Text Based Web Browser for Programmer’s Forum

The Internet is full of distractions, and when you are heads down coding, the last thing you want is a diversion. On the other hand, the Internet is a useful resource when you are in a bind, as when searching online for assistance on a specific exception in your code.

So how can you avoid having the “squirrel” effect when online searching to resolve your problem? To this, I scripted a Text Based Web Browser in PowerShell to search for me. For developers on a Windows environment, PowerShell can be seen as a useful productivity tool. Using the Invoke-WebRequest cmdlet, you can send HTTP request to your site of choice and parse the response to your console.

$search = Invoke-WebRequest "$arg"

The cmdlet returns a response that can be filtered and iterated to write out on the console.

$results = $search.links | where href -like "*/questions/*"  
foreach ($result in $results)
  $count += 1 
    if ($result.href -notlike "*/questions/tagged*")
        Write-Host [$count]  -foregroundcolor DarkMagenta
        Write-Host $result.InnerText  

Prefacing the results with a number will allow you to then select a result on your console and invoke another Invoke-WebRequest of the results to read the actual questions and answers to the post you selected on the forum.

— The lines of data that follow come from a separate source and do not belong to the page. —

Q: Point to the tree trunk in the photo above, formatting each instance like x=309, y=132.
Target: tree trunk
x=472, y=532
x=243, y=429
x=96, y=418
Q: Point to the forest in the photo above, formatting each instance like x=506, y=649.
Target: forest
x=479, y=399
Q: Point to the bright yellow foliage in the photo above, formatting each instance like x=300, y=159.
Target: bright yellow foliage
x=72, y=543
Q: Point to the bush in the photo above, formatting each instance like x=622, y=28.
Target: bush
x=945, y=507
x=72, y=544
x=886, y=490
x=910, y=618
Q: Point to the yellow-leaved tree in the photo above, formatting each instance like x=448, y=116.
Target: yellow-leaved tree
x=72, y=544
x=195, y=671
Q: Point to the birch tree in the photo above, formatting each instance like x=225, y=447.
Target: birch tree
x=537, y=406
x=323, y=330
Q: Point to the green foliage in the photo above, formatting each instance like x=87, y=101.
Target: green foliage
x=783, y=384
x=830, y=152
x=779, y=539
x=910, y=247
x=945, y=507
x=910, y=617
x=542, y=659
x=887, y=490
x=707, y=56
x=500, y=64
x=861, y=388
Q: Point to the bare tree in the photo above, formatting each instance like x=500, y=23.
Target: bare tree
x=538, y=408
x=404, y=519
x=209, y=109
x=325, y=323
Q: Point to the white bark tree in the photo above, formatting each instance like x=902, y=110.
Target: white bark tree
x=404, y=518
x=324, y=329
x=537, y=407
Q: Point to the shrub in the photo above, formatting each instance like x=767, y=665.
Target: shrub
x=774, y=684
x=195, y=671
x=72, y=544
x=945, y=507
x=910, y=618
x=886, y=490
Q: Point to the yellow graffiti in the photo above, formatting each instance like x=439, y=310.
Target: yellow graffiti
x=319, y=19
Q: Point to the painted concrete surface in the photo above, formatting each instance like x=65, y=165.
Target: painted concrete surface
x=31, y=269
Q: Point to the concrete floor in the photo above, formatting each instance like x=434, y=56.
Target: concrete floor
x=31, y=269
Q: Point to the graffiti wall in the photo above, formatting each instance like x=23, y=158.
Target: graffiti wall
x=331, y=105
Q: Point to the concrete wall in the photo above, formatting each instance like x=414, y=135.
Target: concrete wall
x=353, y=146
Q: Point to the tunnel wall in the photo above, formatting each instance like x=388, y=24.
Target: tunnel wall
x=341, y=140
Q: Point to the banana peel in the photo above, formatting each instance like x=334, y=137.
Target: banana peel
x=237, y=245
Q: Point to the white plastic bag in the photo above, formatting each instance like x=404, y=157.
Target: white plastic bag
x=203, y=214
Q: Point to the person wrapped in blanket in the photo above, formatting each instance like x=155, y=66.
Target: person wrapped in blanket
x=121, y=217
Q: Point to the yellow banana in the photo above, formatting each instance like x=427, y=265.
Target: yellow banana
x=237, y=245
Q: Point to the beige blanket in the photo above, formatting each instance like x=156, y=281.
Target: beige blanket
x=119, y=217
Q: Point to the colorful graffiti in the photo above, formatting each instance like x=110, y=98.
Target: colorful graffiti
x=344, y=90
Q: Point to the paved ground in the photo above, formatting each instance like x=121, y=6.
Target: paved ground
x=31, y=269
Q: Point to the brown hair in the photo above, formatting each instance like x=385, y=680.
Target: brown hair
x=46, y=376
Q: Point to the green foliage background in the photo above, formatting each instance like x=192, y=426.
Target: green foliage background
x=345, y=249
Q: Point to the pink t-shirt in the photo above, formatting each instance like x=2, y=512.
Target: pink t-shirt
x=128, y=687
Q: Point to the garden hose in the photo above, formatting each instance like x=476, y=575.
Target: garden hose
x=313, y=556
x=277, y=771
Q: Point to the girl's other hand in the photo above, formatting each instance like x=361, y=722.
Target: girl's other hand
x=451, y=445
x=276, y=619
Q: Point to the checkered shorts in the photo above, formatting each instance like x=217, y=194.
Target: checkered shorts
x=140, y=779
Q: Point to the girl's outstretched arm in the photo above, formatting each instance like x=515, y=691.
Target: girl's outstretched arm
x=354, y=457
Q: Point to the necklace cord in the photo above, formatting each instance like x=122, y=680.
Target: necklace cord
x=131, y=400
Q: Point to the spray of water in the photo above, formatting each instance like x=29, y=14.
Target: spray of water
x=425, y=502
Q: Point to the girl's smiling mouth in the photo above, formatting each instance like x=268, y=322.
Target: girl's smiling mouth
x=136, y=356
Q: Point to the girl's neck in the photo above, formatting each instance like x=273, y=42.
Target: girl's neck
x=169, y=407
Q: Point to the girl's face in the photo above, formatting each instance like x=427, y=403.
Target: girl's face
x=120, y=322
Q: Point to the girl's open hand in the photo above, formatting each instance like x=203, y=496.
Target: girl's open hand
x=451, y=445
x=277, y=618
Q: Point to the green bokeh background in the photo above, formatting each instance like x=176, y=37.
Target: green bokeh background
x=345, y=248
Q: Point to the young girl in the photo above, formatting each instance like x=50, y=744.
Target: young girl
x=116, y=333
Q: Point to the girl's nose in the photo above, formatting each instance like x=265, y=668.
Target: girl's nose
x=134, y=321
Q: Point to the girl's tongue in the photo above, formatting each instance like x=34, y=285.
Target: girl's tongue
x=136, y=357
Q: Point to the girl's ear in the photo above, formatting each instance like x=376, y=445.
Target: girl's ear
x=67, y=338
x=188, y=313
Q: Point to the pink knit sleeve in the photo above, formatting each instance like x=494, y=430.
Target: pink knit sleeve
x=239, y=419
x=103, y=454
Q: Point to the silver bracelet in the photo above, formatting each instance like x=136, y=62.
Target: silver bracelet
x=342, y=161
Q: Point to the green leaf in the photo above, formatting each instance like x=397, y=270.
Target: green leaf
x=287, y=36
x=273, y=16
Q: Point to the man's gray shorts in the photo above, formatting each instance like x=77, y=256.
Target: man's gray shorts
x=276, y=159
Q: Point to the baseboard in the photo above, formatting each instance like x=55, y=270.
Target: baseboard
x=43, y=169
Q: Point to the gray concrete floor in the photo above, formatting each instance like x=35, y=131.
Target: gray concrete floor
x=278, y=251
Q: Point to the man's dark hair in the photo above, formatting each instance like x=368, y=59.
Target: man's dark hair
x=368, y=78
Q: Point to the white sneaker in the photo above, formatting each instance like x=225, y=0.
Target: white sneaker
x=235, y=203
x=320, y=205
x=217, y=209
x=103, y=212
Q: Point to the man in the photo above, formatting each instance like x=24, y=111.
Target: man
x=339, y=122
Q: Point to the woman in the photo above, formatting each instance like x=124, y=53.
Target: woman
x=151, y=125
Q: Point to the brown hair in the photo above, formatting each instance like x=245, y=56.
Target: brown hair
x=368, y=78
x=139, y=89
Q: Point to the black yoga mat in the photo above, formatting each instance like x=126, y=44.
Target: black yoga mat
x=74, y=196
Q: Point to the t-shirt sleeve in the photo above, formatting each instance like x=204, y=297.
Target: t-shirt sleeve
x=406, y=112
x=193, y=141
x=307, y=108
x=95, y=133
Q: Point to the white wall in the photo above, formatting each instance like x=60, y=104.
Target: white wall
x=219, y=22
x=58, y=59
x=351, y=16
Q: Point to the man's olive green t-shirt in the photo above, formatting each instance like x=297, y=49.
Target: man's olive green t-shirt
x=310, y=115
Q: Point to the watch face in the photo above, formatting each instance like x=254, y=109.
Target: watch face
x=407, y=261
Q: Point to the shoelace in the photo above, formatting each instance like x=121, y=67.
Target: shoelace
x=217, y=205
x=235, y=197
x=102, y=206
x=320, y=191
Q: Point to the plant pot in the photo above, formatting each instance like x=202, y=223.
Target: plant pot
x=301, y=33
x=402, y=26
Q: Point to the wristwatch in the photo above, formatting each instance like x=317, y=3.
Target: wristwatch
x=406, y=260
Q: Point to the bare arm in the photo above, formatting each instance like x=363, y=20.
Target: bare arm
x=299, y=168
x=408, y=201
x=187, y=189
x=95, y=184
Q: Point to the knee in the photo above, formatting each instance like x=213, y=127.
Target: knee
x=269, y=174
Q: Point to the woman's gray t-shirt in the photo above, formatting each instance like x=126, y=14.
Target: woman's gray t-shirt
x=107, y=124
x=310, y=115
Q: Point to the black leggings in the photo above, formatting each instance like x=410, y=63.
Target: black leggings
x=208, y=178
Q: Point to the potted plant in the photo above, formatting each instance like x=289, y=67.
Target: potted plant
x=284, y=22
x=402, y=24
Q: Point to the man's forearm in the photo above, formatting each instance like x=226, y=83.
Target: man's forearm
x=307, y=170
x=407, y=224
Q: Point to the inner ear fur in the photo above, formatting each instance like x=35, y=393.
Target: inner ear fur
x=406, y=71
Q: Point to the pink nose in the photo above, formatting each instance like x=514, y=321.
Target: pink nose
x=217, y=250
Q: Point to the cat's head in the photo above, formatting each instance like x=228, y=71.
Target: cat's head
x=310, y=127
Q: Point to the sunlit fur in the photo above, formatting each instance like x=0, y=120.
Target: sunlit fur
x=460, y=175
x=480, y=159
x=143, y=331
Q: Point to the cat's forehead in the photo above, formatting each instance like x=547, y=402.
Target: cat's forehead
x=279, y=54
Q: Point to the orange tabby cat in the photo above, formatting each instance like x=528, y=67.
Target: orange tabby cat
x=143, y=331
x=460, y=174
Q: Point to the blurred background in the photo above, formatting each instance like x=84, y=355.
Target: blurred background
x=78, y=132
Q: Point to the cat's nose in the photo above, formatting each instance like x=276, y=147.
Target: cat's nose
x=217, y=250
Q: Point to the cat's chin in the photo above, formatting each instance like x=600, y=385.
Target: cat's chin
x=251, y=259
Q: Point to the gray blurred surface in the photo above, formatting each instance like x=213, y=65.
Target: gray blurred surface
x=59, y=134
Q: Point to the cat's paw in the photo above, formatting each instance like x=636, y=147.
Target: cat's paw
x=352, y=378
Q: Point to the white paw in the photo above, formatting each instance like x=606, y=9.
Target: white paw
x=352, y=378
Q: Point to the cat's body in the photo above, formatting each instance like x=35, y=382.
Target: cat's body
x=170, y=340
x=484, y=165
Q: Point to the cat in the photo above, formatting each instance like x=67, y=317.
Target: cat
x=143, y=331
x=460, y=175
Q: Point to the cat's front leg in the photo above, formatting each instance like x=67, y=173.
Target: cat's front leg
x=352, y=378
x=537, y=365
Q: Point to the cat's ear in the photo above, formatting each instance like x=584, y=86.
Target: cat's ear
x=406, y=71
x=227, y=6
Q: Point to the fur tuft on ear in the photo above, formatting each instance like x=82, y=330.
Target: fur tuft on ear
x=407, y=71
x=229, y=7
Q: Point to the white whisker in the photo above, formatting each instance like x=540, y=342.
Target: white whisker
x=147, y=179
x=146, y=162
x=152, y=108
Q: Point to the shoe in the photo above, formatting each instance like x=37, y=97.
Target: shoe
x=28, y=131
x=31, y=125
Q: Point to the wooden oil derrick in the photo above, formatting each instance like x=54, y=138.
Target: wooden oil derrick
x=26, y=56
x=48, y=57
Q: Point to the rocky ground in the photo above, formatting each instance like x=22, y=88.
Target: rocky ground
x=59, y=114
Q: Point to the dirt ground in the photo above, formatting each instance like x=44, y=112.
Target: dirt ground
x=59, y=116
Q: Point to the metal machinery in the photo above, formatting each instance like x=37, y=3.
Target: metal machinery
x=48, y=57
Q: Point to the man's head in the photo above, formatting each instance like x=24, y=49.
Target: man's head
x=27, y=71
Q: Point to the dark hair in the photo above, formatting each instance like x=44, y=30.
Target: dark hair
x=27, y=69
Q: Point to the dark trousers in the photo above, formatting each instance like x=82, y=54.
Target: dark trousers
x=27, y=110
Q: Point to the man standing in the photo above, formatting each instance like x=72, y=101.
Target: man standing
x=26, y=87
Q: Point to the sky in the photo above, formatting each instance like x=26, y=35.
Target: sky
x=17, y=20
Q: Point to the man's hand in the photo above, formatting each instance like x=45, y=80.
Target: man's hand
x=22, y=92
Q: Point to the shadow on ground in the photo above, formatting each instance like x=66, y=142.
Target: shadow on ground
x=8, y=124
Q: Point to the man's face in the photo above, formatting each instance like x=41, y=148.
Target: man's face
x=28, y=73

$getlink = Read-Host "Select the linkt you want to view" 
[int]$i = $getlink-1
# gets content of the selected post
$var = $results[$i].href
Write-Host You selected $results[$i].InnerText uri $var  
$data = Invoke-WebRequest "$var"

Write-Host ************ Posted Question ************ 
# write the posted question
$data.ParsedHtml.getElementsByTagName("div") |  Where "id" -match "question-header" | Select -ExpandProperty InnerText  
$data.ParsedHtml.getElementsByTagName("div") |  Where "classname" -match "^question" | Select -ExpandProperty InnerText  

Write-Host ************ Posted Answer ************ 
# write the posted accepted-answer first
$data.ParsedHtml.getElementsByTagName("div") |  Where "classname" -match "answer accepted-answer" | Select -ExpandProperty InnerText  

# write the posted all other answers
$data.ParsedHtml.getElementsByTagName("div") |  Where "classname" -match "answer" | Select -ExpandProperty InnerText  

The pinnacle tip to this is, if you are developing on Visual Studio; why not include this utility on the Visual Studio environment?


Following the How To Add/Edit Environment Variables in Windows 7, you can call your PowerShell script from the Visual Studio Package Manager Console, after all, the PM is a PowerShell console.